Les poulains d’Oxford freinent leurs spectaculaires équations post-punk pour une plongée atmosphérique. Prière de retenir son souffle.


Certains ont compris à leurs dépens qu’il est difficile d’assouvir l’ambition démesurée de Foals. Selon les dires du quintet britannique, le successeur d’Antidotes se rapproche enfin de leurs ambitions. Ce n’est pas rien quand on sait que, du temps du premier album, le chanteur/guitariste Yannis Philippakis s’évertuait à dénigrer dans la presse sa propre création. Principalement mis en cause, le degré d’implication du producteur, le sorcier new-yorkais David Sitek (TV On The Radio), jugé trop laxiste à leur goût. Le groupe va jusqu’à reprendre in extremis son mixage, évitant ainsi un « naufrage ». Relativisons, ces opinions n’enlèvent rien à la qualité exceptionnelle d’Antidotes, l’un des trois albums les plus aboutis de la décennie passée en matière de rock algébrique à suspension (n’oublions pas la machine de guerre Battles et la tempête dissonante Deerhoof).

Comme des poissons dans l’eau, voilà donc Foals dans leur nouvel élément sur cet étonnant Total Life Forever. La vision océanique offerte en couverture donne un précieux indice sur les nouvelles intentions du quintet : ce disque est sujet à d’intenses pressions sous-marines, voire atmosphériques. Au-dessous du niveau de la mer, l’auditeur plonge en apnée dans un bleu profond où règnent des climats éthérés, aussi panoramiques qu’inquiétants. Et lorsqu’il émerge pour reprendre le souffle, c’est dans l’épicentre d’un anticyclone des Bermudes. Mais pour l’essentiel, la section rythmique syncopée d’Antidotes ralentit gracieusement ses battements pour épouser les gestes d’un ballet aquatique (grandiose “2 Trees”, l’interlude « Fugue »). Sur le premier album, les querelles picrocholines opposant staccatos de guitare et batterie élastique scellaient une dynamique singulière, un groove infernal et effréné. Avec Total Life Forever, Foals prend le contre-pied et surprend par sa capacité à laisser respirer les silences.
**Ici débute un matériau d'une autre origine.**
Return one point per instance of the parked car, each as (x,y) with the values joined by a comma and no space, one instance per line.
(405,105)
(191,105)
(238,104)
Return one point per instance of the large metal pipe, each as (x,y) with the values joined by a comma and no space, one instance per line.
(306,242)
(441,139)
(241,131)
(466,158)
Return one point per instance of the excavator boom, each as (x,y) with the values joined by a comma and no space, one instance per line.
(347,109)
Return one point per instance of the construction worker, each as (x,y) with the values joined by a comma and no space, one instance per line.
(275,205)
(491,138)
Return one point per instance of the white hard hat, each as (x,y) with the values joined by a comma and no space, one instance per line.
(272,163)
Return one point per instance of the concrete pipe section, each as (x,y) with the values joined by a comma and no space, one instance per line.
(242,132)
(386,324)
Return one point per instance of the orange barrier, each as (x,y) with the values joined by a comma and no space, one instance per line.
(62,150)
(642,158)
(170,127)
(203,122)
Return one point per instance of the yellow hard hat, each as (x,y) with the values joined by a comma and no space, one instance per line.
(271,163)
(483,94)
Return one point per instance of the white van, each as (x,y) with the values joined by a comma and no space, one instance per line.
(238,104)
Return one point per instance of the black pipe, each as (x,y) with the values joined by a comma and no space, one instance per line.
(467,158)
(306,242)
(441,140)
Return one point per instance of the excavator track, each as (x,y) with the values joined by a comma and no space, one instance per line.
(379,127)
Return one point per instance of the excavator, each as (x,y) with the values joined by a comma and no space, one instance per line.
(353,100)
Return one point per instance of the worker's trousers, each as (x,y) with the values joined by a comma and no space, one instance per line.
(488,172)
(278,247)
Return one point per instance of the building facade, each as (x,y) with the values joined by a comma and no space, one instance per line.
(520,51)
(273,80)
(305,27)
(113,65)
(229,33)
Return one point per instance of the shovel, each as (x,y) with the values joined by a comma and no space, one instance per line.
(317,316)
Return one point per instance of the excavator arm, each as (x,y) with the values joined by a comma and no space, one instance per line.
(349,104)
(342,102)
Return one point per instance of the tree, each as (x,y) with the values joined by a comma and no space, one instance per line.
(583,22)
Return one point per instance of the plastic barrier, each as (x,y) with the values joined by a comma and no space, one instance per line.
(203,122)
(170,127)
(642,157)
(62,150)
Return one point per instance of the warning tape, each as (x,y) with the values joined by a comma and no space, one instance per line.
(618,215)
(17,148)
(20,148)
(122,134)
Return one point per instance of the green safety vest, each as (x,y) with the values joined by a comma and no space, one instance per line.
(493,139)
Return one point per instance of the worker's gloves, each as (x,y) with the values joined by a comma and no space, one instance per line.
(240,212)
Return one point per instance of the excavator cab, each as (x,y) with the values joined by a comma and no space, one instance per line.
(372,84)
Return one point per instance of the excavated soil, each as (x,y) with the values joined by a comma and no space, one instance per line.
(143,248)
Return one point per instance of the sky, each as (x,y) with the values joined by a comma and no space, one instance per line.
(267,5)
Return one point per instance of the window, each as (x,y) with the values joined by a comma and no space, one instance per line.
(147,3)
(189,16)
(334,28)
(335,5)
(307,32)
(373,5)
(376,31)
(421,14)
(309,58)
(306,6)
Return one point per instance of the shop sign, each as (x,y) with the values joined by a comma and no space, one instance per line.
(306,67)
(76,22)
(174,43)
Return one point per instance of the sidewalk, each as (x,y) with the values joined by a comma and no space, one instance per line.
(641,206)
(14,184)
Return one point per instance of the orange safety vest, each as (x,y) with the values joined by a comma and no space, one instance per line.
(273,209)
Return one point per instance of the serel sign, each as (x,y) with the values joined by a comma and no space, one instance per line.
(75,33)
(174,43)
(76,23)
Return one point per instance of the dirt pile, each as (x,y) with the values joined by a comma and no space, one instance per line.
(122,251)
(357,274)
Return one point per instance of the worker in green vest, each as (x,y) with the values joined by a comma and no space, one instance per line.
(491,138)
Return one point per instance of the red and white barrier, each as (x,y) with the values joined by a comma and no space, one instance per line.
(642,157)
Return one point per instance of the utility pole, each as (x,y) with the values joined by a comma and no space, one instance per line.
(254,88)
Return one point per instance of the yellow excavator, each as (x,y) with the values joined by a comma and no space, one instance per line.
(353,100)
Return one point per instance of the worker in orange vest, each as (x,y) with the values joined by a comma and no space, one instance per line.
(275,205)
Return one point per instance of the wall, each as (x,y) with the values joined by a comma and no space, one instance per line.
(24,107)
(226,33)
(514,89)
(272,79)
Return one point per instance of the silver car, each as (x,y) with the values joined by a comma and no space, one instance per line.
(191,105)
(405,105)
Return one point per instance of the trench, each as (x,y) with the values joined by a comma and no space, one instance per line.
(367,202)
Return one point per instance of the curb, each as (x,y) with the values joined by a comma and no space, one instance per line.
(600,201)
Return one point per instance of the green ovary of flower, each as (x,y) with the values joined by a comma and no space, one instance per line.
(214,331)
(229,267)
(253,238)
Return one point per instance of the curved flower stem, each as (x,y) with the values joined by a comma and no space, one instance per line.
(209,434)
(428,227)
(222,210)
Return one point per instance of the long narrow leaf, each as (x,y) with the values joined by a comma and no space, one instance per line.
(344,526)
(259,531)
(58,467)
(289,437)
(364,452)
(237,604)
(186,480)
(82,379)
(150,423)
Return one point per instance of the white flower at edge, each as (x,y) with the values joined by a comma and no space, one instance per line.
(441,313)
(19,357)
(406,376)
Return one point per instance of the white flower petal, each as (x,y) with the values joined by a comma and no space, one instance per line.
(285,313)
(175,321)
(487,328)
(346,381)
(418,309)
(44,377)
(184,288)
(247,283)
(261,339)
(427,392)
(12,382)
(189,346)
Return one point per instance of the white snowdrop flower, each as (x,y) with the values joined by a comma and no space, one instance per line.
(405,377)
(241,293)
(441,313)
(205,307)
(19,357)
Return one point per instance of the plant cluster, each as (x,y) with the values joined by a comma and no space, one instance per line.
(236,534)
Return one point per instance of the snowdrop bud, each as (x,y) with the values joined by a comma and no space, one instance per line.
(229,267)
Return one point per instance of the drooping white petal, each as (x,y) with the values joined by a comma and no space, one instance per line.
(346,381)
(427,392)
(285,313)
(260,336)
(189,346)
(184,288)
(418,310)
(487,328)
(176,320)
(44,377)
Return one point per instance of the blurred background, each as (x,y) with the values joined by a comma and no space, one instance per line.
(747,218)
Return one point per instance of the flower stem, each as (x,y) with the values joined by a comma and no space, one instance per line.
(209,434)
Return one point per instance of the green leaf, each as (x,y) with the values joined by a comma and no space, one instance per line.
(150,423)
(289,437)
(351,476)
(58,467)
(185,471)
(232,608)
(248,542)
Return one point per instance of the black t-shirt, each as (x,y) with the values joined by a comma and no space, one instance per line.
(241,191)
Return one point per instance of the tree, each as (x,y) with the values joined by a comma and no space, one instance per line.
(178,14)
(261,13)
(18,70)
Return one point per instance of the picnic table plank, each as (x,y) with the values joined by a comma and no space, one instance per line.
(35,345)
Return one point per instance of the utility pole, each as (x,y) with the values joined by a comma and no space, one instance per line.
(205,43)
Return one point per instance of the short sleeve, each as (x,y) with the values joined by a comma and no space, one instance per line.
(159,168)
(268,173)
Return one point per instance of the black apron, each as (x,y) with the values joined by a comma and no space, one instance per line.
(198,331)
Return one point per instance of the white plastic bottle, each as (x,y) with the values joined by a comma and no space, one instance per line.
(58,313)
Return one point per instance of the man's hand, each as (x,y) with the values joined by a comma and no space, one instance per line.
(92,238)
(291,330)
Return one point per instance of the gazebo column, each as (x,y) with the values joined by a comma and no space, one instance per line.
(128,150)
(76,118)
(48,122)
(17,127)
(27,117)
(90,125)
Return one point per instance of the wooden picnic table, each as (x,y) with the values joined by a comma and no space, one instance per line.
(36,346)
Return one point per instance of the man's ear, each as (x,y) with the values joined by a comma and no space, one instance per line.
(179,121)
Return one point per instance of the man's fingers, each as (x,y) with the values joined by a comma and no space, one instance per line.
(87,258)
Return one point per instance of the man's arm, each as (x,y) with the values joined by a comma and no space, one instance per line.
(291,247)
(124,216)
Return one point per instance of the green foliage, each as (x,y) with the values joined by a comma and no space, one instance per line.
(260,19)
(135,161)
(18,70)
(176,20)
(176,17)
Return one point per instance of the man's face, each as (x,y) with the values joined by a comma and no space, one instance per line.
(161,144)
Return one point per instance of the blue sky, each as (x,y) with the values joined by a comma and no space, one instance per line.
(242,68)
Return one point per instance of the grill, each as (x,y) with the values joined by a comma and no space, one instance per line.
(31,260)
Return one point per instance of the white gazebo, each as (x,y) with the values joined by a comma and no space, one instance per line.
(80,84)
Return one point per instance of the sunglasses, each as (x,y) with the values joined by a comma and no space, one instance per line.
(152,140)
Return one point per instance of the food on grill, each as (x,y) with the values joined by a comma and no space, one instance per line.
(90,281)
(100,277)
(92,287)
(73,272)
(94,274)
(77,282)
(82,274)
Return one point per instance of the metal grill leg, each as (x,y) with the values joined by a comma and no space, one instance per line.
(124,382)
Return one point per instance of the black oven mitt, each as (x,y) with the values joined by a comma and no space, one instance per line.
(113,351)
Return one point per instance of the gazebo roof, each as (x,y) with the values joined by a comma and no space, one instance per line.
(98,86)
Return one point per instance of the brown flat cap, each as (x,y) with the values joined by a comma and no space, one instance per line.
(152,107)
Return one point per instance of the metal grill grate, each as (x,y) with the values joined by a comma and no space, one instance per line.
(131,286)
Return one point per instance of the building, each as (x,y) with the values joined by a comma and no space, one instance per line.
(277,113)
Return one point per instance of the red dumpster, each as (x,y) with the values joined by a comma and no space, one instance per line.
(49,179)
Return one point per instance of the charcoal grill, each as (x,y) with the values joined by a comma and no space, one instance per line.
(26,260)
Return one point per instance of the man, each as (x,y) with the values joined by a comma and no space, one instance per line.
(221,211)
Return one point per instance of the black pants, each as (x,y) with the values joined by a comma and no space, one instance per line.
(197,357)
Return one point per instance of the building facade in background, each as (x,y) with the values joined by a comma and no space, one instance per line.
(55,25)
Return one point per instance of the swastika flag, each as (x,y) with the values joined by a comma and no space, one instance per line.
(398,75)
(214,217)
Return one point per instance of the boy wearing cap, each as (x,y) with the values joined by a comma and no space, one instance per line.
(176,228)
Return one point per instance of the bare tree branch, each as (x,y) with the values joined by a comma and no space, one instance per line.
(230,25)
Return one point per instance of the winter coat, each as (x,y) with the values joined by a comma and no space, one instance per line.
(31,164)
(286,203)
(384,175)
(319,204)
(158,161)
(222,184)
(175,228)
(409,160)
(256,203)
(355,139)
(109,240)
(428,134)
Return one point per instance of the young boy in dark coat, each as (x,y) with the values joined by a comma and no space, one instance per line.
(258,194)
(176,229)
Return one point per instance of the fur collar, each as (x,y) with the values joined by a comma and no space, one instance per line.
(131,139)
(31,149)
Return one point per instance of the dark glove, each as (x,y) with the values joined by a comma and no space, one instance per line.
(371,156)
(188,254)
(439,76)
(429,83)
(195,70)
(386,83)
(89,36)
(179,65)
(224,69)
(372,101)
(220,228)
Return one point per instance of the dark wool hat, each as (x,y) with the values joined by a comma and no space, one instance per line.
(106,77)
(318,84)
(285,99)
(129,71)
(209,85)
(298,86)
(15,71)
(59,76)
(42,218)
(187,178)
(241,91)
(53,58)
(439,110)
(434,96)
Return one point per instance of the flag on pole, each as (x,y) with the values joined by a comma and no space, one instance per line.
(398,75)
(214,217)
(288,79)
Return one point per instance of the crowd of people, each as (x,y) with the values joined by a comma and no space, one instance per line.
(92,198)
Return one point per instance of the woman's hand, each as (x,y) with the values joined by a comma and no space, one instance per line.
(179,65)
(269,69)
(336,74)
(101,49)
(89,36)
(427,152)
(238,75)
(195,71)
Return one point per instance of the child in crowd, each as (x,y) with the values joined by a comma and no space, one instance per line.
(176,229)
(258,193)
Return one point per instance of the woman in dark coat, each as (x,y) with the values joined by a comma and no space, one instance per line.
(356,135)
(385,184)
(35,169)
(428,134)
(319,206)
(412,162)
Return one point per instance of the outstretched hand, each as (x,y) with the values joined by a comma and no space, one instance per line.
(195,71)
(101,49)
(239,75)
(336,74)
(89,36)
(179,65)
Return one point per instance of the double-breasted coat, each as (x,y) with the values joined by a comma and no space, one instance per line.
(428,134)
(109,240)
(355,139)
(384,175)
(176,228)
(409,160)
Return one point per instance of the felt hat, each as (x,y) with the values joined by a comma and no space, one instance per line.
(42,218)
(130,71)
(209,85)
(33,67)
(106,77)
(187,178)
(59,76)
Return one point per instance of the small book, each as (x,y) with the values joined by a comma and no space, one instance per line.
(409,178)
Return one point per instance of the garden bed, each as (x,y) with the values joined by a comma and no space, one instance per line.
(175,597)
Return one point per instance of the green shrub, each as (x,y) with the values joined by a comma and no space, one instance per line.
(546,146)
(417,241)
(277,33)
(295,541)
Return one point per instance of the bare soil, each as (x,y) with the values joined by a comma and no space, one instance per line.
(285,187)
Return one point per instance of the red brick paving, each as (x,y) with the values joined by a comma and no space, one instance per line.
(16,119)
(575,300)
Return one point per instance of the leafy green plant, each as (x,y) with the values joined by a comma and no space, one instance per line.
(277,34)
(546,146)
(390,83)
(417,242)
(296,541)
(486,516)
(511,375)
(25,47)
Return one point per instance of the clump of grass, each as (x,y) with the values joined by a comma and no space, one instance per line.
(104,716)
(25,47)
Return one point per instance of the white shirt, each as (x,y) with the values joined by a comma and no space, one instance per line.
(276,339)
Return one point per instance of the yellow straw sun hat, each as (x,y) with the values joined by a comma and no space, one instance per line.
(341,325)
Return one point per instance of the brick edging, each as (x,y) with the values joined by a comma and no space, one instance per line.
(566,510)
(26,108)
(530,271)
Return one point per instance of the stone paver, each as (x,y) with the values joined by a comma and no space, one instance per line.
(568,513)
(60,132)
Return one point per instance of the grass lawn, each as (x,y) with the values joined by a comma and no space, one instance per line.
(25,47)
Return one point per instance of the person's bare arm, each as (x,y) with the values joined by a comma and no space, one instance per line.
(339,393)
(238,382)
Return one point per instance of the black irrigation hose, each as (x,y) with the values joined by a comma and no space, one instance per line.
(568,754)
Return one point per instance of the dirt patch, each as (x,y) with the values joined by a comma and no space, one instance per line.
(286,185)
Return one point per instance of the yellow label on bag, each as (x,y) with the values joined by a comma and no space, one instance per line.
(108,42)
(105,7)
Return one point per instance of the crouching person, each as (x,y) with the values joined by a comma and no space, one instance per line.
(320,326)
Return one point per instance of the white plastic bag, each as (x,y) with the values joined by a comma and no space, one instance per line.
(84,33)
Cette descente du métronome s’accompagne d’une réverbération mélancolique inédite, palpable sur “Blue Blood”, “This Orient” ou encore “Black Gold”. Enregistré en partie dans une banlieue froide de Gotenburg, avec le producteur prometteur Luke Smith (ex Clor, ingénieur du son du dernier Depeche Mode), le climat hivernal des sessions suédoises semblent avoir directement influé cet album sur certaines pistes. Le son des effets de guitares passe d’un état liquide à solide : on les sent grelotter — le frissonnant et mal nommé “This Orient” –, parfois scintiller comme des stalactites — toujours aux antipodes avec “Spanish Sahara”. Ce dernier titre est stupéfiant. Long en bouche de six minutes, déroutant d’abord par son parti pris contemplatif : le temps se fige, la batterie est quasi inexistante, ce n’est qu’à son dernier tiers que l’instrument névralgique du groupe refait surface, sans débordement pyrotechnique mais tendu, bravant un blizzard atrabilaire saisissant.

En grand manipulateur, Foals maîtrise toujours le crescendo et l’applique dans ses nouvelles explorations atmosphériques. L’agencement des constructions instrumentales, si moins nerveuses, a gagné en fluidité et ordonne des montées d’adrénaline savamment orchestrées (impressionnante déferlante post-rock sur l’ultime “What Remains”). Chose étonnante, malgré la tentation du casse-tête dans ses structures, Foals se garde bien d’emprunter des chemins hermétiques. L’émotion prime avant tout. Elle s’aiguille du chant de Yannis Philippakis, plus incantatoire que pop, et non dénué de magnétisme.

Avec ce disque, dont on se doit de ne rentrer qu’en immersion totale, Foals nous ouvre à un nouveau champ d’investigation sonore, original et hypnotique. Cette fois, Total Life Forever va mettre tout le monde d’accord.